Aan het middel ligt voorts kennelijk de opvatting ten grondslag dat, in het geval dat, zoals hier, de Officier van Justitie bij de behandeling in raadkamer mededeelt dat het belang van de strafvordering het voortduren van het beslag niet vordert, de Rechtbank niet alleen daarvan moet uitgaan, hetgeen op zichzelf juist is, doch tevens gehouden zou zijn het inbeslaggenomen voorwerp terug te geven aan de klager als degene onder wie de auto inbeslaggenomen is, ook al zou de Rechtbank hebben vastgesteld, zoals zij dat in deze zaak heeft gedaan, dat dat voorwerp aan een derde ontstolen is, die terzake het recht van revindicatie toekomt.

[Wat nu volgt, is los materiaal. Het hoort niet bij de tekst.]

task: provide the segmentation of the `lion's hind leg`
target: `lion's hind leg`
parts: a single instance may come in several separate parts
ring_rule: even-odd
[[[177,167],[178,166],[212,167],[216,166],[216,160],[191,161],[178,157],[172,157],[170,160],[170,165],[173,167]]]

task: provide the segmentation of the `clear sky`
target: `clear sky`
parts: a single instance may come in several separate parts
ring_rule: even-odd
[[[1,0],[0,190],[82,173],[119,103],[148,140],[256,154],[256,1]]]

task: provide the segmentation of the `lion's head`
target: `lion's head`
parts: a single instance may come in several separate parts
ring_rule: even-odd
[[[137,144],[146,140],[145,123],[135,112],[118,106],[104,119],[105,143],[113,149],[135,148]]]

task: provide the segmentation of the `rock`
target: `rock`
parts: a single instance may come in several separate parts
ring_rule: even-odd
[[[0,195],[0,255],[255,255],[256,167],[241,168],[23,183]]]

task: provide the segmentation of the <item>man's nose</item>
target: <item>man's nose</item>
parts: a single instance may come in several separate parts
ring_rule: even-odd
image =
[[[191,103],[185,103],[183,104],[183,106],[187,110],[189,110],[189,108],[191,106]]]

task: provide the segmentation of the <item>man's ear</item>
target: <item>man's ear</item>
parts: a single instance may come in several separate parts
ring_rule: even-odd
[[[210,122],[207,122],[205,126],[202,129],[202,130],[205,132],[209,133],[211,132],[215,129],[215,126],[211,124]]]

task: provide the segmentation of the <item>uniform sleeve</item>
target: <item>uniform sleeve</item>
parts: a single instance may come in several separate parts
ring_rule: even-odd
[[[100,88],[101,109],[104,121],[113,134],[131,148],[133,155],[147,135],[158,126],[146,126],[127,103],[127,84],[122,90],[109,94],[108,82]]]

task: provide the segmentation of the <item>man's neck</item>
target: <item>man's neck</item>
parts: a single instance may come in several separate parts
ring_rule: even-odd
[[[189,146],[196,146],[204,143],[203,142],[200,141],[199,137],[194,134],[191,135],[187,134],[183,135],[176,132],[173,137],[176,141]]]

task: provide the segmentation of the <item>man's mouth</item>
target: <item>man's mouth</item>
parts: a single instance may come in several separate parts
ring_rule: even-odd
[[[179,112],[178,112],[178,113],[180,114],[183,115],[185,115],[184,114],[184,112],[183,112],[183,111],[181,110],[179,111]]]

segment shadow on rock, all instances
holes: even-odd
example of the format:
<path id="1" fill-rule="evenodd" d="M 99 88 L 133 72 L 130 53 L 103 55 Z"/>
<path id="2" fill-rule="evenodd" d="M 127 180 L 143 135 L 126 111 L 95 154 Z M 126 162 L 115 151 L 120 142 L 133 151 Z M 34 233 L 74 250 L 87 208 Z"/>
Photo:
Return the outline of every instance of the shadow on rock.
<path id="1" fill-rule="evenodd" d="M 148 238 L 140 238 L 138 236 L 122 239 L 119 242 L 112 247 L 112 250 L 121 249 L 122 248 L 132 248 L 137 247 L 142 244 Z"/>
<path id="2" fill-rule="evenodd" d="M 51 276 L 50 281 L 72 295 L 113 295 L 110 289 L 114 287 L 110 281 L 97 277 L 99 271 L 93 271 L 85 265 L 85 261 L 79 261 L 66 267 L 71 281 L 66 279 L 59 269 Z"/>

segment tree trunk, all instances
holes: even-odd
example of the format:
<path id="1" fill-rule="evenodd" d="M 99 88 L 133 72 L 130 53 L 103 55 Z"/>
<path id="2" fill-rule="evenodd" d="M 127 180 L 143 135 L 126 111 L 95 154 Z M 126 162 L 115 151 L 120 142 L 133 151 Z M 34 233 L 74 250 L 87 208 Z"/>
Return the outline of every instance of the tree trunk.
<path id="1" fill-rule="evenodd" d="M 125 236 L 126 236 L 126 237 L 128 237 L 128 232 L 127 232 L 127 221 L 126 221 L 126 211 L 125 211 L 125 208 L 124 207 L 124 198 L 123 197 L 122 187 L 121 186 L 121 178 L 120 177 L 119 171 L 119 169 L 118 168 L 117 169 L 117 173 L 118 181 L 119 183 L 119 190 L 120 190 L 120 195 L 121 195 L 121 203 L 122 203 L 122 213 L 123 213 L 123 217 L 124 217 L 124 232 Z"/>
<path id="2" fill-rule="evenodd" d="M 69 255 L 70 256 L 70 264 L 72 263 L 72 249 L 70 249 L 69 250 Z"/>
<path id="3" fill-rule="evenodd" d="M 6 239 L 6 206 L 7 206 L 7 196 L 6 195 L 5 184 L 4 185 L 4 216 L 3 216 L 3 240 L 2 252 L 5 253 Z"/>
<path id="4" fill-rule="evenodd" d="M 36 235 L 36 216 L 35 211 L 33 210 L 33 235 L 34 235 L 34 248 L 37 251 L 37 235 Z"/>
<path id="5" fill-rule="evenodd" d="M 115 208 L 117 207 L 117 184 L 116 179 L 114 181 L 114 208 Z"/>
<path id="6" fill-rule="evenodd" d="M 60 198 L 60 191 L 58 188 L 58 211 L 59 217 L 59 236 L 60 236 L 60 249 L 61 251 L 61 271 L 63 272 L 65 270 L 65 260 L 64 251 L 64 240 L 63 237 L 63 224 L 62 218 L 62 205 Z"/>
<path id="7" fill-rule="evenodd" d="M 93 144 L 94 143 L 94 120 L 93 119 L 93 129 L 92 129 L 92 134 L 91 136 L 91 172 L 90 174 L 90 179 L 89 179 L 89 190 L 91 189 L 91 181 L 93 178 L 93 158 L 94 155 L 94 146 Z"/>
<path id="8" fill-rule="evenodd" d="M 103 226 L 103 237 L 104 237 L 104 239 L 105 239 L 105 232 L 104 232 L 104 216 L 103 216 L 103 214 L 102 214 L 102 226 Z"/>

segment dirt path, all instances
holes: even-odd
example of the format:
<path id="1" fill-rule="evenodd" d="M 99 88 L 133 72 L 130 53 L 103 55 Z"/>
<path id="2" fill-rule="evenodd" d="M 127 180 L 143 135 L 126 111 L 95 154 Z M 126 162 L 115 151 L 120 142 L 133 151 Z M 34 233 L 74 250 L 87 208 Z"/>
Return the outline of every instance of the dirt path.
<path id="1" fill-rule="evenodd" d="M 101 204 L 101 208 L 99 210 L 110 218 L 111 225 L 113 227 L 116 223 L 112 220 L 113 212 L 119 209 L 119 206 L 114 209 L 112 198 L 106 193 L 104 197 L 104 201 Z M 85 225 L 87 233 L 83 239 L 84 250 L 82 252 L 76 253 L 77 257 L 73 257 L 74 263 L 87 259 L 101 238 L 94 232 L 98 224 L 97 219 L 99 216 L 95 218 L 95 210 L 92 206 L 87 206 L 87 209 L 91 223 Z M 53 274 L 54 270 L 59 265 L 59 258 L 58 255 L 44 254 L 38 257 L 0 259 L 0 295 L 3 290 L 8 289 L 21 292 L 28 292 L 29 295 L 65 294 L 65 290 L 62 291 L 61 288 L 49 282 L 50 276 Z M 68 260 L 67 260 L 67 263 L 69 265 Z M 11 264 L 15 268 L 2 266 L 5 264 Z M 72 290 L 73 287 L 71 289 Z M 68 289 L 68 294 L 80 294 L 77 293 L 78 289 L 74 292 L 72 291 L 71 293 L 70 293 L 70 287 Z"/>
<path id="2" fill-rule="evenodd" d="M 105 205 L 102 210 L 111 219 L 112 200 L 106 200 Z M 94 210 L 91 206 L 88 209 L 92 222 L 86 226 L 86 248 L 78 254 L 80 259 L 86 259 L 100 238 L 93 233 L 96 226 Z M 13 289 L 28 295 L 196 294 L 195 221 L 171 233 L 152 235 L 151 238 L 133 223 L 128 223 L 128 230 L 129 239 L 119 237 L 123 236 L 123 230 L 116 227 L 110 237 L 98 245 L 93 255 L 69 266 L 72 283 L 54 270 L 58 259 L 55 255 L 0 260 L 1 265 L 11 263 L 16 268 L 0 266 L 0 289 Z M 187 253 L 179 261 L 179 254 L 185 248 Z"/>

Die opvatting is echter onjuist.
3.6.
Uit het voorgaande vloeit voort dat het middel tevergeefs is voorgesteld.
4. Slotsom
Nu het middel niet tot cassatie kan leiden, terwijl de Hoge Raad ook geen grond aanwezig oordeelt waarop de bestreden beschikking ambtshalve zou behoren te worden vernietigd, moet het beroep worden verworpen.
5. Beslissing
De Hoge Raad verwerpt het beroep.
Deze beschikking is gegeven door de vice-president C.J.G. Bleichrodt als voorzitter, en de raadsheren A.M.J. van Buchem-Spapens en J.P. Balkema, in bijzijn van de waarnemend-griffier I.W.P. Verboon, in raadkamer en uitgesproken ter openbare terechtzitting van 11 maart 2003.